There is something about mighty white cliffs. During World war II, the iconic White Cliffs of Dover was a symbol of freedom, of Britain as the bulwark against the nazi tyranny. The Seven Sisters, near Brighton, are no less spectaculars. The French have their Cote d’Albatre, the Alabaster coast.
The Danes have Stevns Klint, the place where the dinosaurs died – and then there is an even more spectacular cliff: Møns Klint.
Møns Klint is called “the place where Denmark was born”. It is the southeasternmost point of “main” Denmark, except Bornholm, where the sun rises above the land of hygge. The spectacular chalk cliffs are the first to receive the sun rays of a new day.
The chalk is kind of a national rock for the Danes, the literal foundation for their country (and the closest they get to actual rocks). Møns Klint, Stevns Klint and other klints – klint is the Danish word for cliff – are also the closes they get to real topography, in this otherwise flat country. Møns Klint rises to 128 meters, straight from the sea, and creates a rolling topography, making the island of Møn look almost like Tuscany. The geology and the biodiversity has awarded Møns Klint the status of an UNESCO special biosphere area.
Geocenter Møns Klint is a science and experience center, which tells the story of Møns Klint, its geology and life from the Cretaceous through the ice ages until today.
The chalk is a special rock. It is entirely made up of tiny-tiny, micron-sized shells from algae. In the Upper Cretaceous, an ocean covered what is the North Sea, and in it lived zillions of coccoliths, algae with shells like micro-sized Frisbees or shields. So many algae bloomed, that the sea must have been white at times. When the algae died, their shells sunk to the bottom of the sea. There, they stacked like an enourmous house of cards, which through time collapsed by compaction – pressure from rocks above – and by bioturbation; digging of worms and creepy-crawlies living in the sea bottom. Up close, the chalk is messy, lumpy, more grey than white.
Møns Klint’s chalk was laid down in a shallow sea around 70 million years ago, towards the end of the dinosaurs’ reign in the late Cretaceous – the name Cretaceous stems from the chalk itself. In this sea lived the dinosaurs’ contemporary marine badasses: the mosasaurs.
Mosasaurs ruled the oceans during the last part of the Cretaceous. They were up to 17 meters long, and looked like big lizards, but with dolphin-like body shape, and strong flaps instead of legs. At Møns Klint, their fossils are limited to occasional teeth, but they show that those seas were a dangerous place.
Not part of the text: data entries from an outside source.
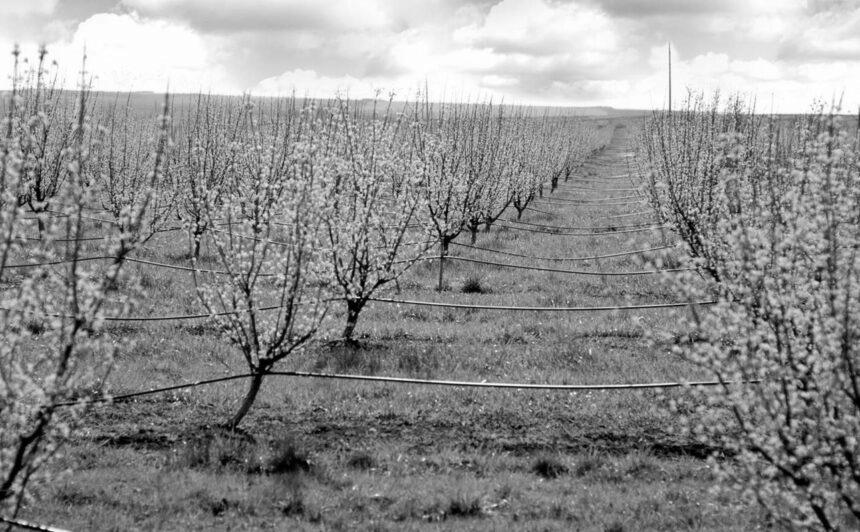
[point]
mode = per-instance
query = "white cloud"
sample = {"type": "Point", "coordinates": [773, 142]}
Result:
{"type": "Point", "coordinates": [126, 53]}
{"type": "Point", "coordinates": [526, 51]}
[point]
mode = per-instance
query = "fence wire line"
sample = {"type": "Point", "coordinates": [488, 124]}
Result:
{"type": "Point", "coordinates": [27, 525]}
{"type": "Point", "coordinates": [567, 259]}
{"type": "Point", "coordinates": [559, 270]}
{"type": "Point", "coordinates": [405, 380]}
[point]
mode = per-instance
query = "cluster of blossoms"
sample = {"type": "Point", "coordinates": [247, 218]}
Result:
{"type": "Point", "coordinates": [770, 213]}
{"type": "Point", "coordinates": [52, 303]}
{"type": "Point", "coordinates": [288, 205]}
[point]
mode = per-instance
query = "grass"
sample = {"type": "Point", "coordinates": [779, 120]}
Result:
{"type": "Point", "coordinates": [345, 455]}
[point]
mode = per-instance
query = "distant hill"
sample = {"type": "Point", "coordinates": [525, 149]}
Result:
{"type": "Point", "coordinates": [151, 102]}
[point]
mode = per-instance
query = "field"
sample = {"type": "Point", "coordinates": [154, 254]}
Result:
{"type": "Point", "coordinates": [329, 454]}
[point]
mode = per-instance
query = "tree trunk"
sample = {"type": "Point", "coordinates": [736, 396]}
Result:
{"type": "Point", "coordinates": [250, 396]}
{"type": "Point", "coordinates": [196, 251]}
{"type": "Point", "coordinates": [443, 251]}
{"type": "Point", "coordinates": [353, 309]}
Much more common are the belemnites. The old norse believed that they were the tips of lightning bolts sent by the thunder god Tor, but they are really the rear shells of extinct, small ten-armed octopuses. In fact, the Geocenter at Møns Klint attempts to create the world’s largest collection of belemnites! Sea urchins are also common fossils.
If you want to try hunting for your own fossil, the Geocenter arranges for guided fossol collection trips – or you can walk the long stairs down to the pebble beach to hunt on you own, looking up at the mighty cliffs.
Then, also take a walk along the tops of the cliff, to enjoy the view of the white cliffs against the blue sea. Follow the marked paths with fences to the cliffs; the forest is vulnerable and the cliff edges unstable. Rock slides happen now and then, especially during the winter.
How to get there: Møns Klint is on Møn, the southeasternmost of the Danish islands, except Bornholm. By car, follow E47 from Copenhagen southwards to near Vordingborg, then road 59 to Stege, which continues as road 287 to Møns Klint. From Møns Klint Resort and Camping, follow signs towards Møns Klint. The last part of the road is a gravel road. Travel time is around 1 hr 45 mins.
By public transport, take the train from Copenhagen to Vordingborg, and then bus 660R to Stege and 678 to Møns Klint. Travel time ca 2 hrs 45 mins.